Was neudeutsch als “Binge Watching” bezeichnet wird, hat sich wohl rumgesprochen: Da schaut man Serien – wenn es geht – am Stück. Stundenlang. Aber es gibt auch “Binge Eating”, und das ist weit problematischer als ein wenig zuviel TV
Weihnachten. Wer isst da nicht mehr, als man es normalerweise tun würde. Ein Festtagsessen jagt das andere, zumal da ja auch noch die ganzen leckeren Süßigkeiten hinzukommen. Daran ist auch nichts verwerfliches oder gar krankes. Das gehört einfach zu Weihnachten. Wer beispielsweise auf Kreuzfahrtschiffen oder im All inclusive-Hotel an den Buffets etwas mehr isst – auch das ist normal, wenn auch die Waage ein wenig höher ausschlägt. Doch es gibt auch jene Menschen, die ohne Hunger und ohne Anlass essen. Ja geradezu zwanghaft schlingen. Obendrein möglichst heimlich. Dahinter steckt eine psychische Störung. Das Phänomen nennt man Binge Eating, wobei das Wort “binge” übersetzt “Gelage” bedeutet. Diese (Fr)Ess-Sucht gilt als Krankheit und ist für die Betroffenen sehr belastend. Unkontrolliert werden Chips, Schokokolade und Pizza zu sich genommen. Nach dem Essen fühlt man sich schlecht. Physisch wie psychisch. Schamgefühle und Selbsthass sind Begleiterscheinungen.

Was kennzeichnet Binge Eating? Binge Eating ist dadurch charakterisiert, dass die Betroffenen in regelmäßigen Abständen an Essattacken und Heißhungerattacken leiden. Diese Essattacken sind durch ein typisches Verhalten gekennzeichnet:
• Die Betroffenen essen während ihrer Attacken außergewöhnlich große Mengen.

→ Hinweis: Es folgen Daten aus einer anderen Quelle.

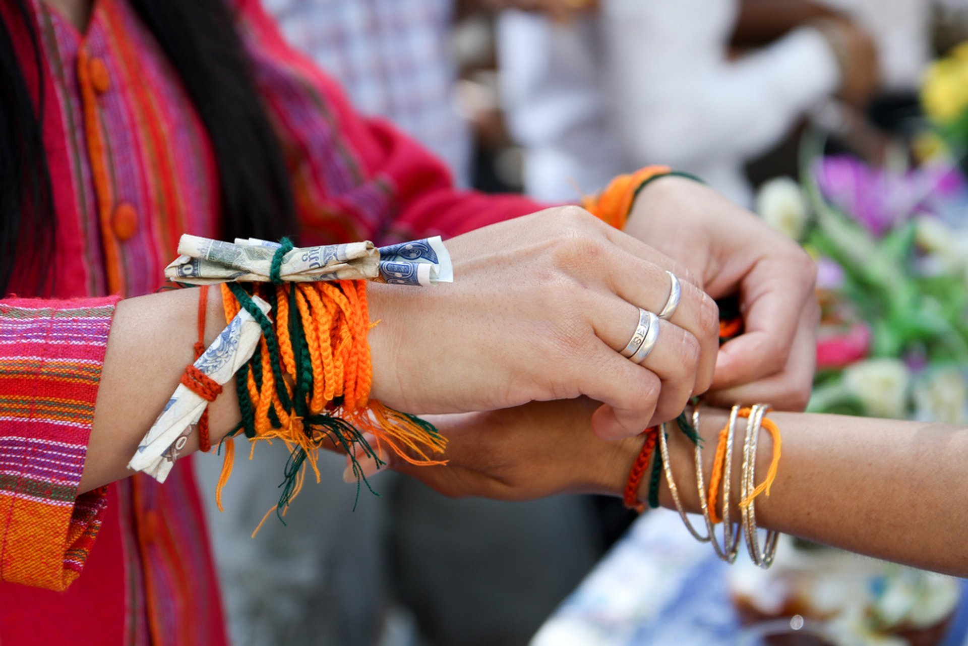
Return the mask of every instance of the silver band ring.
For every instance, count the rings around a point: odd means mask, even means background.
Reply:
[[[682,286],[680,285],[676,274],[671,271],[666,271],[666,273],[669,274],[672,287],[669,289],[669,299],[666,301],[662,311],[659,312],[659,319],[668,321],[672,318],[672,315],[676,314],[676,309],[679,307],[679,299],[682,296]]]
[[[632,338],[628,340],[625,349],[621,351],[621,355],[626,359],[638,352],[642,343],[646,340],[646,333],[649,332],[649,312],[641,307],[639,308],[639,324],[635,327],[635,331],[632,332]]]
[[[649,353],[652,352],[652,348],[655,347],[655,342],[659,340],[659,318],[651,312],[646,314],[649,315],[649,329],[646,331],[646,338],[635,354],[628,357],[635,363],[645,361]]]

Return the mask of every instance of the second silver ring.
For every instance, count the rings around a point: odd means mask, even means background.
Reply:
[[[655,342],[659,339],[659,318],[648,312],[642,310],[645,313],[646,319],[648,321],[648,328],[646,329],[645,337],[642,340],[642,345],[639,346],[635,353],[632,354],[628,358],[635,363],[642,363],[649,356],[650,353],[655,347]]]
[[[659,312],[659,319],[668,321],[672,319],[672,315],[676,314],[676,309],[679,307],[679,300],[682,297],[682,286],[680,284],[676,274],[668,270],[666,273],[669,274],[671,286],[669,288],[669,298],[666,300],[665,307]]]

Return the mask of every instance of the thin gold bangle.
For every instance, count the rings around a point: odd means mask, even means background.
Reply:
[[[770,407],[764,404],[753,406],[746,423],[746,436],[743,442],[742,473],[741,474],[741,500],[747,500],[756,488],[756,454],[759,446],[760,430],[763,425],[763,417]],[[750,500],[747,505],[741,505],[740,510],[742,515],[743,533],[746,538],[746,547],[749,556],[760,568],[766,569],[772,565],[776,554],[776,540],[778,533],[767,532],[765,548],[761,550],[760,539],[756,526],[756,502]]]
[[[682,508],[682,503],[679,500],[679,488],[676,486],[676,480],[672,477],[672,464],[669,461],[669,441],[666,439],[665,432],[665,422],[659,427],[659,451],[662,454],[662,470],[666,475],[666,483],[669,485],[669,493],[672,494],[673,503],[676,504],[676,509],[679,511],[679,517],[682,519],[682,523],[685,525],[685,529],[689,530],[689,534],[692,535],[699,542],[709,542],[712,538],[712,533],[710,532],[709,536],[700,536],[696,528],[692,526],[689,522],[688,516],[685,515],[685,509]],[[700,498],[702,498],[702,490],[700,490]]]
[[[692,426],[697,431],[699,430],[699,406],[696,406],[695,410],[692,412]],[[696,445],[695,447],[695,463],[696,489],[699,491],[699,507],[703,510],[703,520],[706,521],[706,530],[710,534],[710,542],[712,543],[712,550],[716,553],[716,556],[726,563],[733,563],[736,561],[736,555],[739,553],[737,545],[739,544],[740,528],[737,528],[736,534],[734,535],[733,528],[726,520],[728,516],[725,516],[723,520],[723,544],[719,544],[719,541],[715,537],[715,525],[712,524],[712,517],[710,515],[709,502],[706,500],[706,481],[703,477],[703,450],[699,445]],[[727,474],[727,477],[729,477],[729,474]],[[726,545],[729,545],[729,547]]]

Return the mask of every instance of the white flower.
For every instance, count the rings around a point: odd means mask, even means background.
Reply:
[[[794,240],[803,234],[809,217],[800,184],[789,177],[774,177],[760,187],[756,212],[771,227]]]
[[[874,417],[900,419],[907,416],[907,395],[911,376],[898,359],[867,359],[844,370],[844,387],[861,400]]]
[[[938,218],[919,218],[915,240],[940,269],[968,276],[968,231],[953,229]]]
[[[919,419],[963,424],[968,421],[968,384],[957,368],[934,370],[914,386]]]

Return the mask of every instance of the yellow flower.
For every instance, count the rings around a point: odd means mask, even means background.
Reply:
[[[938,123],[951,123],[968,108],[968,43],[932,63],[922,84],[922,103]]]

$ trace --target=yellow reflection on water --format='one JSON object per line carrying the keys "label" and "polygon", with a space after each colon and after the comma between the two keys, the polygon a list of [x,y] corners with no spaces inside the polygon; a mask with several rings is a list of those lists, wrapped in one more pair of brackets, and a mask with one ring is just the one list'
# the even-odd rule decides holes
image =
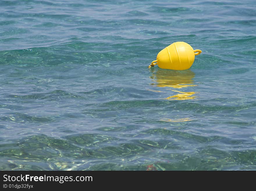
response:
{"label": "yellow reflection on water", "polygon": [[182,119],[160,119],[161,121],[165,121],[166,122],[183,122],[186,121],[192,121],[192,119],[190,119],[190,118],[182,118]]}
{"label": "yellow reflection on water", "polygon": [[[197,85],[194,83],[193,79],[194,77],[195,73],[190,69],[180,71],[159,69],[153,73],[151,78],[156,83],[151,85],[155,85],[158,87],[169,87],[179,89],[195,86]],[[178,93],[165,99],[186,100],[193,99],[196,97],[193,96],[196,93],[194,92],[186,92],[174,90],[172,91]]]}
{"label": "yellow reflection on water", "polygon": [[[195,92],[183,92],[177,91],[177,90],[173,90],[172,91],[177,92],[180,93],[180,94],[178,94],[176,95],[168,97],[166,98],[166,99],[178,99],[179,100],[185,100],[186,99],[193,99],[195,98],[196,96],[191,96],[194,94]],[[191,96],[190,97],[189,96]]]}
{"label": "yellow reflection on water", "polygon": [[181,88],[197,85],[194,84],[192,79],[195,73],[190,70],[171,70],[159,69],[153,74],[156,80],[157,86]]}

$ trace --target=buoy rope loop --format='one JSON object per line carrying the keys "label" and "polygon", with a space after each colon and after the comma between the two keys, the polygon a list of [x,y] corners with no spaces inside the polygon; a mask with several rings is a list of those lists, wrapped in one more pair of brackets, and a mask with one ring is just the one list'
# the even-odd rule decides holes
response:
{"label": "buoy rope loop", "polygon": [[[154,66],[155,66],[155,65],[156,65],[157,64],[157,60],[154,60],[154,61],[153,61],[153,62],[152,62],[151,63],[151,64],[150,64],[150,65],[149,65],[149,66],[148,66],[148,67],[149,68],[150,68],[152,67],[154,67]],[[155,63],[155,62],[156,62],[157,63]]]}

• Sie haben das Gefühl, was und wie viel sie essen während dieser Heißhungerattacken nicht kontrollieren zu können. Häufig können sie sich nicht erinnern, wann sie mit Essen angefangen und aufgehört haben.

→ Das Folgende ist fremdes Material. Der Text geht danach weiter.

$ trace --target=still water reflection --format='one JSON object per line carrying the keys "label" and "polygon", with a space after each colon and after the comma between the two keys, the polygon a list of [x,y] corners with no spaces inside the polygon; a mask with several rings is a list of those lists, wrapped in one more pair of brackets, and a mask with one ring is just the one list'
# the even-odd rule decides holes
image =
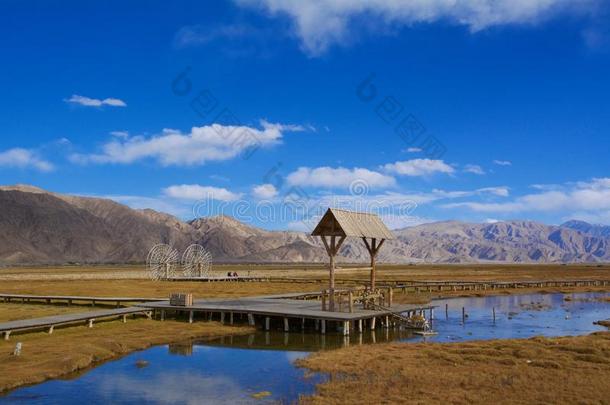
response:
{"label": "still water reflection", "polygon": [[[559,336],[604,330],[593,322],[610,318],[610,294],[533,294],[435,301],[437,336],[430,341]],[[445,312],[445,305],[448,311]],[[468,315],[462,322],[462,307]],[[493,320],[492,308],[496,309]],[[294,402],[324,380],[293,365],[315,350],[385,341],[421,341],[409,331],[322,336],[257,332],[211,342],[158,346],[105,363],[70,380],[25,387],[3,403],[33,404],[246,404]]]}

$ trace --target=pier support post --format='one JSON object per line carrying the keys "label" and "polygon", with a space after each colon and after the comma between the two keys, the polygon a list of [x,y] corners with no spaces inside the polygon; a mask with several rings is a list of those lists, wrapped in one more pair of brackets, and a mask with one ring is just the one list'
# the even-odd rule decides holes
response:
{"label": "pier support post", "polygon": [[354,312],[354,293],[353,292],[349,292],[349,312],[352,313]]}

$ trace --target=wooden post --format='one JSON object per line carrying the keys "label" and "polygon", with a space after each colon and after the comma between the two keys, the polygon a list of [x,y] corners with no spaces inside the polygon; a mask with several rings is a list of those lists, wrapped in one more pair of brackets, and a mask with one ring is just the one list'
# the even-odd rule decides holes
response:
{"label": "wooden post", "polygon": [[349,292],[349,312],[354,312],[354,293]]}
{"label": "wooden post", "polygon": [[326,311],[326,290],[322,290],[322,311]]}
{"label": "wooden post", "polygon": [[321,238],[322,238],[322,243],[324,244],[324,247],[326,248],[326,253],[328,253],[328,258],[329,258],[330,278],[329,278],[329,283],[328,283],[328,287],[329,287],[328,310],[332,312],[335,310],[335,255],[337,254],[337,252],[339,251],[339,248],[341,247],[341,244],[345,240],[345,236],[341,236],[339,238],[339,241],[337,241],[336,236],[331,235],[330,243],[326,240],[325,236],[321,236]]}
{"label": "wooden post", "polygon": [[330,299],[328,302],[328,310],[335,310],[335,237],[330,237],[331,255],[330,255]]}

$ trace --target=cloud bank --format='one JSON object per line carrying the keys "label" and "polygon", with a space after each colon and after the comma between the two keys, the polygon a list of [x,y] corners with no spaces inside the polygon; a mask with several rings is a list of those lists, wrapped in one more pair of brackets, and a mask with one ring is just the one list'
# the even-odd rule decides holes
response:
{"label": "cloud bank", "polygon": [[195,166],[253,153],[260,147],[277,144],[286,132],[302,131],[296,125],[261,121],[261,128],[212,124],[193,127],[189,133],[164,129],[152,137],[114,138],[100,153],[73,154],[75,163],[129,164],[154,159],[162,166]]}
{"label": "cloud bank", "polygon": [[118,98],[105,98],[103,100],[99,98],[90,98],[85,96],[79,96],[78,94],[73,94],[72,97],[64,100],[66,103],[78,104],[85,107],[102,107],[102,106],[110,106],[110,107],[127,107],[127,103]]}
{"label": "cloud bank", "polygon": [[23,148],[0,152],[0,167],[34,168],[41,172],[50,172],[54,169],[51,162],[40,158],[35,151]]}
{"label": "cloud bank", "polygon": [[354,36],[365,18],[382,29],[448,21],[472,32],[506,24],[535,24],[561,14],[593,12],[601,0],[235,0],[270,16],[287,16],[310,56]]}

• Sie essen ohne Hunger zu verspüren.
• Sie essen schneller als für sie üblich.
• Sie hören erst auf zu essen, wenn sie ein unangenehmes Völlegefühl überkommt.
• Die Essanfälle treten nicht in Gesellschaft auf, vor anderen Personen werden sie verheimlicht, es entstehen Schuldgefühle.

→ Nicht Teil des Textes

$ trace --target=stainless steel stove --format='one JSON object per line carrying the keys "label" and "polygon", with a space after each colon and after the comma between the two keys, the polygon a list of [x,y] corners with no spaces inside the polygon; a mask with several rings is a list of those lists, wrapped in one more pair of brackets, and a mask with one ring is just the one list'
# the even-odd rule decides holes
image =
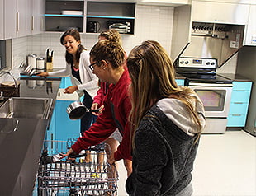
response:
{"label": "stainless steel stove", "polygon": [[232,80],[216,74],[217,59],[181,57],[176,72],[185,77],[204,104],[206,126],[203,133],[225,133],[232,91]]}

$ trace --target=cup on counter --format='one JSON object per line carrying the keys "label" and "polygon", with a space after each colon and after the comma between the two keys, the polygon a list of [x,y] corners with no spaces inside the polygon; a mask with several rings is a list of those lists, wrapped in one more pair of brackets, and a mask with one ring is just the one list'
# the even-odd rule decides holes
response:
{"label": "cup on counter", "polygon": [[36,80],[27,80],[27,87],[29,88],[36,88]]}
{"label": "cup on counter", "polygon": [[44,85],[45,85],[45,81],[44,81],[44,80],[37,80],[36,81],[36,86],[43,86]]}

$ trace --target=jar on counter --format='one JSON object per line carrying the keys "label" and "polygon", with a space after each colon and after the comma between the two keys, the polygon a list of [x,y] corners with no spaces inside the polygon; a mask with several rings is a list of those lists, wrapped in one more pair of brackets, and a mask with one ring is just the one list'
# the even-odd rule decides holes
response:
{"label": "jar on counter", "polygon": [[45,58],[39,57],[36,58],[36,69],[39,71],[44,71],[45,68]]}
{"label": "jar on counter", "polygon": [[27,55],[27,65],[31,66],[31,68],[36,68],[36,54]]}

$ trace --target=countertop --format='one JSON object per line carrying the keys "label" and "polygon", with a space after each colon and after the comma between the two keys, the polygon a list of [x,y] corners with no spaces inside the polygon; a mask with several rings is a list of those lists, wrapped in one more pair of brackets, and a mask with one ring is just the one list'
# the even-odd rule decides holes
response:
{"label": "countertop", "polygon": [[[52,98],[54,102],[47,119],[0,119],[1,195],[32,194],[43,141],[53,113],[60,79],[21,78],[21,97]],[[17,124],[17,130],[13,131]]]}

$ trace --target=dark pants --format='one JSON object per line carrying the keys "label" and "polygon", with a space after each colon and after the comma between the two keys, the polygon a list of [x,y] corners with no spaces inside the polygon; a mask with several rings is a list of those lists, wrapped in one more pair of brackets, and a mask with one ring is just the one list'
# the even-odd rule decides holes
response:
{"label": "dark pants", "polygon": [[[93,100],[91,96],[84,91],[84,97],[83,100],[83,104],[87,108],[91,108],[92,105]],[[80,126],[80,133],[83,135],[84,131],[87,131],[91,127],[92,124],[95,122],[97,119],[96,115],[93,115],[90,112],[87,112],[85,115],[81,119],[81,126]]]}

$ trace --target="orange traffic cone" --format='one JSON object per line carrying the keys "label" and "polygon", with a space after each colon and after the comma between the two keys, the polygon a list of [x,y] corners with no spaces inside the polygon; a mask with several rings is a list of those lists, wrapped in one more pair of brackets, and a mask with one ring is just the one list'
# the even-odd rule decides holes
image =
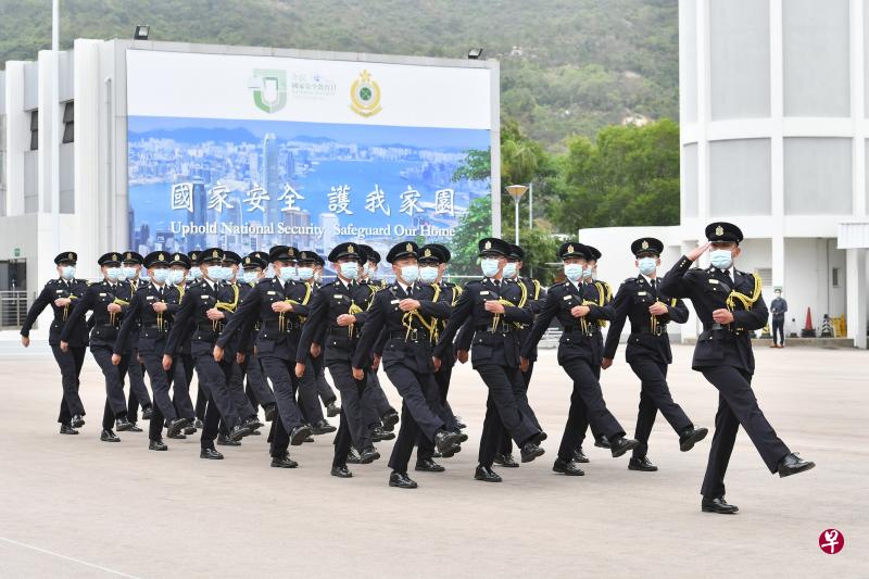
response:
{"label": "orange traffic cone", "polygon": [[801,338],[815,338],[815,328],[811,325],[811,307],[806,309],[806,327],[799,332]]}

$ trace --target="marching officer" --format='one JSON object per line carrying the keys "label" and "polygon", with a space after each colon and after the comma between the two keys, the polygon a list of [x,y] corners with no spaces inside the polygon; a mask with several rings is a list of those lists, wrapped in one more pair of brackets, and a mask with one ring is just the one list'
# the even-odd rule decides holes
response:
{"label": "marching officer", "polygon": [[27,317],[21,328],[21,343],[24,348],[30,345],[30,328],[36,323],[36,318],[42,311],[51,305],[54,311],[54,319],[48,333],[48,343],[51,352],[61,369],[61,386],[63,397],[61,398],[61,411],[58,421],[61,425],[61,435],[77,435],[78,430],[85,426],[85,405],[78,395],[78,379],[81,374],[81,365],[85,363],[85,350],[88,347],[88,330],[84,319],[76,324],[76,331],[67,337],[68,348],[64,352],[60,348],[61,330],[70,318],[71,312],[75,307],[75,302],[80,300],[87,291],[88,285],[84,279],[76,279],[75,266],[78,254],[74,251],[64,251],[54,257],[54,265],[58,269],[58,279],[52,279],[34,301],[27,311]]}
{"label": "marching officer", "polygon": [[[740,425],[748,433],[770,473],[788,477],[815,467],[804,461],[776,435],[757,404],[752,389],[754,353],[752,332],[767,323],[760,277],[740,272],[734,261],[741,254],[742,230],[731,223],[706,226],[707,243],[683,255],[667,273],[660,291],[673,298],[689,298],[703,323],[691,367],[718,390],[718,413],[709,462],[703,479],[701,509],[733,514],[735,505],[725,500],[725,474]],[[709,251],[711,266],[692,268]]]}
{"label": "marching officer", "polygon": [[[224,455],[214,448],[219,431],[221,419],[224,420],[229,440],[238,441],[250,435],[250,425],[242,425],[238,410],[232,403],[228,381],[232,376],[232,362],[214,360],[214,342],[221,337],[226,319],[226,311],[221,305],[222,287],[218,281],[223,277],[224,252],[219,248],[210,248],[199,254],[199,268],[202,278],[192,284],[184,294],[180,306],[175,314],[175,323],[169,330],[163,354],[163,369],[172,368],[173,357],[180,343],[192,340],[190,353],[197,368],[199,383],[207,400],[205,420],[200,438],[200,458],[223,460]],[[223,293],[225,295],[225,293]],[[191,336],[192,332],[192,336]]]}
{"label": "marching officer", "polygon": [[522,395],[525,379],[519,370],[520,344],[515,330],[517,324],[533,322],[533,315],[530,310],[516,305],[521,300],[519,286],[503,279],[509,243],[484,238],[478,246],[483,278],[465,286],[438,340],[433,357],[437,368],[444,352],[453,348],[458,329],[465,323],[473,325],[471,362],[489,389],[479,465],[474,478],[501,482],[501,477],[492,470],[492,463],[502,428],[506,428],[519,445],[524,463],[543,454],[539,444],[545,433],[534,426],[533,412]]}
{"label": "marching officer", "polygon": [[613,318],[604,345],[604,369],[613,365],[625,322],[630,319],[631,332],[625,358],[633,374],[640,378],[640,411],[637,415],[634,438],[640,444],[633,449],[628,462],[631,470],[655,471],[657,466],[648,460],[648,436],[658,411],[676,433],[679,449],[690,451],[706,438],[708,429],[697,428],[684,411],[673,402],[667,386],[667,366],[672,363],[667,324],[684,324],[688,307],[679,299],[669,299],[660,292],[657,268],[664,243],[654,237],[645,237],[631,243],[631,253],[637,257],[640,275],[629,277],[618,289],[615,299],[616,317]]}
{"label": "marching officer", "polygon": [[121,439],[112,430],[115,426],[118,431],[131,430],[134,425],[127,419],[127,403],[124,397],[124,375],[127,372],[129,354],[125,353],[119,364],[112,364],[112,350],[121,328],[124,311],[129,298],[129,288],[118,281],[121,277],[121,254],[105,253],[97,260],[103,280],[91,284],[81,299],[75,301],[73,313],[66,319],[61,330],[60,347],[63,352],[70,351],[70,340],[79,336],[80,326],[85,324],[85,314],[92,311],[90,322],[93,328],[90,331],[90,353],[100,366],[105,377],[105,407],[102,415],[102,431],[100,440],[103,442],[119,442]]}
{"label": "marching officer", "polygon": [[594,369],[595,366],[600,367],[603,350],[599,322],[613,319],[613,306],[595,300],[597,293],[582,280],[583,266],[589,257],[584,246],[577,241],[563,243],[558,249],[558,257],[564,263],[567,279],[550,288],[543,310],[522,345],[522,367],[528,366],[533,348],[553,318],[557,317],[564,328],[558,343],[558,364],[572,380],[574,393],[558,457],[552,469],[568,476],[582,476],[584,473],[574,462],[574,450],[582,433],[580,427],[585,420],[592,424],[595,431],[608,437],[614,458],[634,449],[638,442],[625,438],[621,425],[607,410],[597,381],[599,374]]}
{"label": "marching officer", "polygon": [[380,458],[380,453],[371,444],[363,416],[362,400],[366,379],[354,378],[351,368],[358,343],[358,325],[365,322],[366,316],[355,298],[364,300],[368,293],[367,288],[363,288],[365,293],[360,292],[356,281],[358,269],[365,261],[362,250],[354,243],[340,243],[329,252],[329,262],[337,278],[331,284],[325,284],[314,294],[295,354],[295,376],[301,378],[305,373],[305,360],[311,352],[311,345],[315,343],[315,339],[318,340],[317,344],[325,342],[324,365],[329,368],[332,382],[341,393],[341,424],[338,427],[331,468],[331,475],[339,478],[353,476],[347,467],[351,445],[358,450],[361,464]]}
{"label": "marching officer", "polygon": [[[148,284],[148,273],[142,269],[144,259],[135,251],[125,251],[121,262],[123,278],[128,286],[128,297],[126,301],[133,299],[139,287]],[[127,397],[127,418],[133,423],[133,432],[140,432],[138,427],[139,406],[142,408],[142,419],[150,420],[153,405],[151,395],[148,393],[148,386],[144,383],[144,364],[139,362],[139,331],[133,332],[133,341],[129,343],[129,367],[127,378],[129,379],[129,393]],[[123,376],[122,376],[123,379]]]}
{"label": "marching officer", "polygon": [[278,419],[272,423],[270,451],[272,466],[276,468],[295,468],[298,463],[290,458],[289,445],[298,446],[311,436],[311,427],[304,424],[295,404],[293,362],[299,347],[299,317],[307,314],[303,302],[311,293],[308,286],[292,280],[297,254],[298,250],[288,246],[275,246],[269,250],[275,277],[256,284],[214,344],[214,360],[219,362],[225,357],[227,344],[248,341],[248,335],[260,320],[256,353],[263,372],[275,385],[277,404]]}
{"label": "marching officer", "polygon": [[401,428],[389,458],[389,486],[402,489],[417,487],[407,476],[407,462],[420,432],[441,454],[455,454],[459,443],[467,440],[466,435],[448,429],[438,400],[431,347],[438,320],[450,316],[450,304],[446,295],[441,298],[440,288],[417,284],[417,251],[413,241],[389,250],[387,262],[392,264],[395,282],[374,295],[353,355],[353,378],[361,380],[365,377],[363,368],[371,364],[375,341],[382,333],[383,369],[402,398]]}
{"label": "marching officer", "polygon": [[154,393],[154,410],[148,432],[148,450],[166,451],[163,442],[163,423],[167,421],[169,436],[179,435],[187,419],[179,418],[169,399],[169,382],[174,368],[163,369],[166,336],[172,327],[173,315],[178,311],[178,290],[168,282],[169,256],[163,251],[149,253],[143,262],[150,282],[139,284],[133,294],[124,324],[114,344],[112,364],[121,364],[124,352],[133,341],[131,332],[138,331],[138,355],[144,361],[144,369]]}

• Im Gegensatz zur Bulimie werden keine “Gegenmaßnahmen unternommen (es folgt kein extra hervorgerufenes Erbrechen), so dass längerfristig meist Übergewicht die Folge ist.
Wer dieses Verhalten von sich kennt, der leidet möglicherweise unter einer Binge-Eating-Störung. Bei anderen Menschen kann Binge Eating schwer zu erkennen sein, da die Essattacken heimlich erfolgen. Falls eine Person im eigenen Umfeld immer mehr zunimmt, traurig wirkt und unregelmäßig isst, könnten dies Indizien für eine Binge-Eating-Störung sein. Diese Essanfälle sind psychisch bedingt sind und werden überwiegend durch negative Ge
fühle, Stress oder Langeweile ausgelöst. Unter den Betroffenen befinden sich mehr Frauen als Männer und die Häufigkeit der Essstörung nimmt mit steigendem Alter zu.
Was hilft?
Aus diesem Kreislauf entkommt man meist nur durch eine gezielte Therapie, beispielsweise mit Reaktionskontrolltechniken.
Falls Sie bemerken, dass Ihr Verlangen nach Essen unstillbar wird, zählen Sie laut bis 120. Geben Sie dem Gefühl nicht gleich nach, sondern probieren Sie, das Essen solange wie möglich aufzuschieben. Schreiben Sie auf, wie lange der Aufschub möglich war. Verlassen Sie den Ort, der Ihren Binge triggert. Gehen Sie aus der Wohnung, machen Sie z.B. einen langen Spaziergang oder rufen Sie einen guten Freund/ein Familienmitglied an. Essen Sie immer mit Besteck, das minimiert die Gefahr des “Hineinstopfens”. Wenn all diese Maßnahmen nicht funktionieren, geben Sie dem Verlangen nach, aber nur für 5 Minuten (Alarm stellen!). Starten Sie die Reaktionskontrollmaßnahmen danach erneut.